Il s’inclina vers le toubib accroupi près de la victime.

-          Quel âge diriez-vous ?

-          30-35, évalua le médecin. Il semble qu’on lui ait tiré à bout portant. Direct au cœur. La balle est ressortie entre les deux omoplates, vous voyez, juste là. On va l’emmener.

-          Morelli, montrez-vous utile si possible (il n’attendait que cela). D’après la trajectoire, essayez de récupérer des indices, la balle, la douille, il y en a peut-être plusieurs, mais j’en doute. Ça m'a tout l'air d'un travail de pro, pour prendre tant de risques sans s'être fait repérer.

Un infirmier qui bâillait jusque là comme une baleine, s’activa soudain, apportant une civière sur laquelle était repliée une housse noire en plastique. Avec l’aide du légiste, ils allongèrent le corps dans la housse.      

-          J’ai trouvé une douille, quant à la balle…

-          O.K., parfait. Mettez ça là-dedans.

Le lieutenant chassa le sable sur ses mains gantées avant de glisser les premières pièces à conviction dans les deux sachets plastifiés prévus à cet effet.

- Je vais pratiquer l’autopsie immédiatement. Je vous appelle demain première heure, ça marche ?

-          O.K., ça marche, François, je ne te souhaite pas une bonne nuit.

Leandri laissa de nouveau son regard glisser le long de la route. En ce moment, Aurélia Rafini devait être en train de raconter à toute la famille sa passionnante aventure, qui allait sûrement faire le tour de la résidence. Il était temps de mettre les voiles.

-          Messieurs, vous pouvez y aller. Morelli, si ça ne vous ennuie pas, vous me ramènerez au commissariat. Je compte y passer la nuit. Avec un peu de chance, on recevra un coup de fil signalant une disparition. On devrait en savoir plus d’ici demain. Et puis prévenir la presse. Enfin, elle n’aura pas grand chose à se mettre sous la dent si le mort reste un inconnu…

Morelli imagina un petit appartement à l’intérieur duquel une femme et peut-être des gosses attendaient un homme qu’ils ne verraient plus jamais. Combien de fois ce genre de scène, combien de fois ?

-          Ce qui me chiffonne, amorça le commissaire en escaladant le premier rocher, c’est cette histoire de silencieux.
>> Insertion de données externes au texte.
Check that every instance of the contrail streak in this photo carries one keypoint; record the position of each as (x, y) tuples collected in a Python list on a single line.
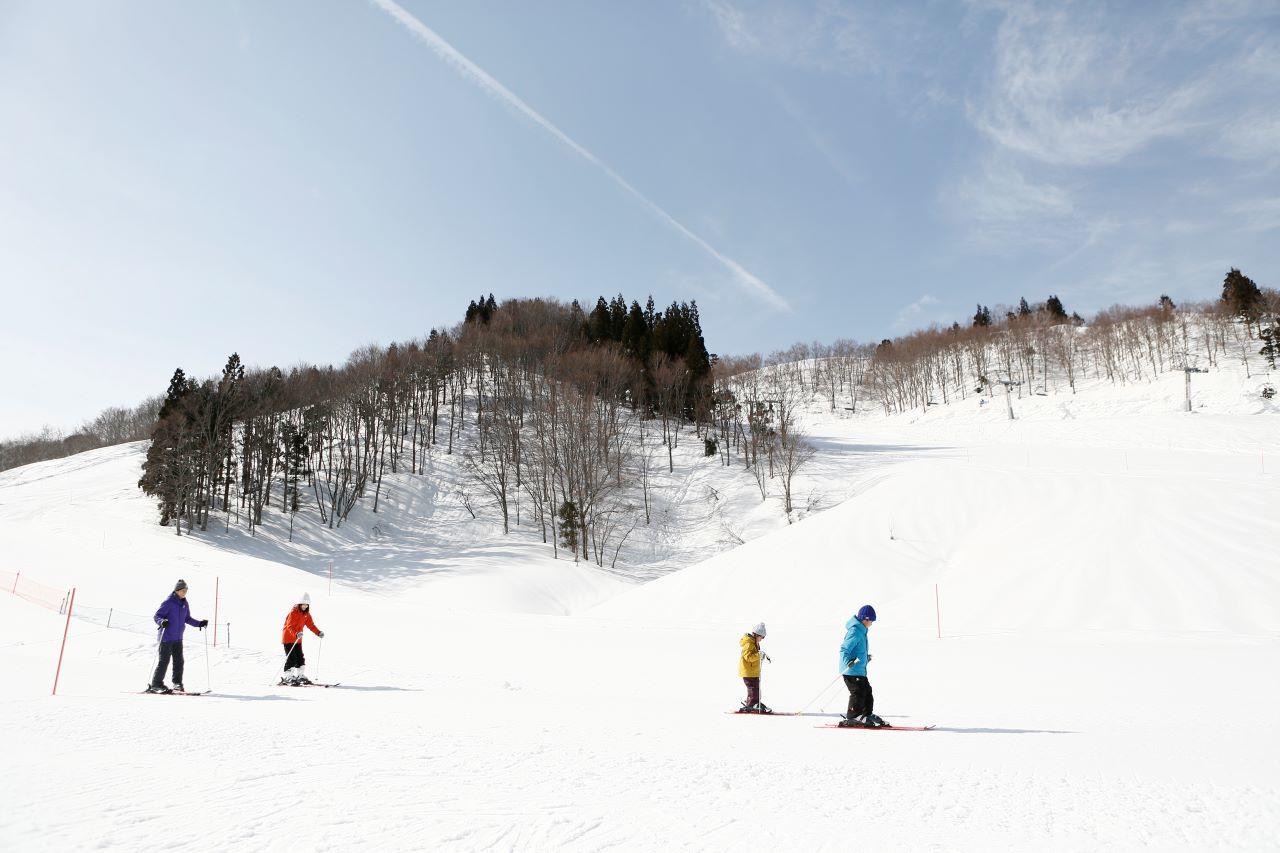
[(481, 78)]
Ce n’est pas une arme courante ici, on voit ça chez les amerloques plutôt. Les règlements de compte se pratiquent la plupart du temps au 38 Spécial ou au Beretta, parfois au simple fusil de chasse, mais là…
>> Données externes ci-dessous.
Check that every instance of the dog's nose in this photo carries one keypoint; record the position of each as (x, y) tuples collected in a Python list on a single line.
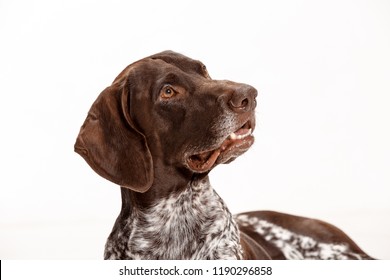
[(243, 99)]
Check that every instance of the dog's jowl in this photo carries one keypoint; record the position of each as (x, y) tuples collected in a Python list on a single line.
[(157, 131)]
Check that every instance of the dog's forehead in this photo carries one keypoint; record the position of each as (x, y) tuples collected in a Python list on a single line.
[(180, 61)]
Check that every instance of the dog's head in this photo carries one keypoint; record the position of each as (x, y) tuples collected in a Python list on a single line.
[(165, 110)]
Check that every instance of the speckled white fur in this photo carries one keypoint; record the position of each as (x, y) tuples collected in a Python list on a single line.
[(296, 246), (193, 224)]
Morelli lui emboîta le pas.

-          On a du mal à concevoir ce type, l’après-midi, au beau milieu d’une plage relativement fréquentée, seul, et sûrement pas en vue d'une quelconque bronzette au soleil…

-          Il avait rendez-vous avec quelqu’un.

-          Quelqu’un dont il ne se méfiait pas et qui n’avait pas la tremblote.

Je peux rester avec vous, si vous voulez.

-          Pas la peine. Soyez présent demain à huit heures, ça suffira.

Pris par l’action, Leandri avait mis dans sa poche ses ressentiments. Il se retrouvait dans le bain et apparemment lui aussi il aimait ça.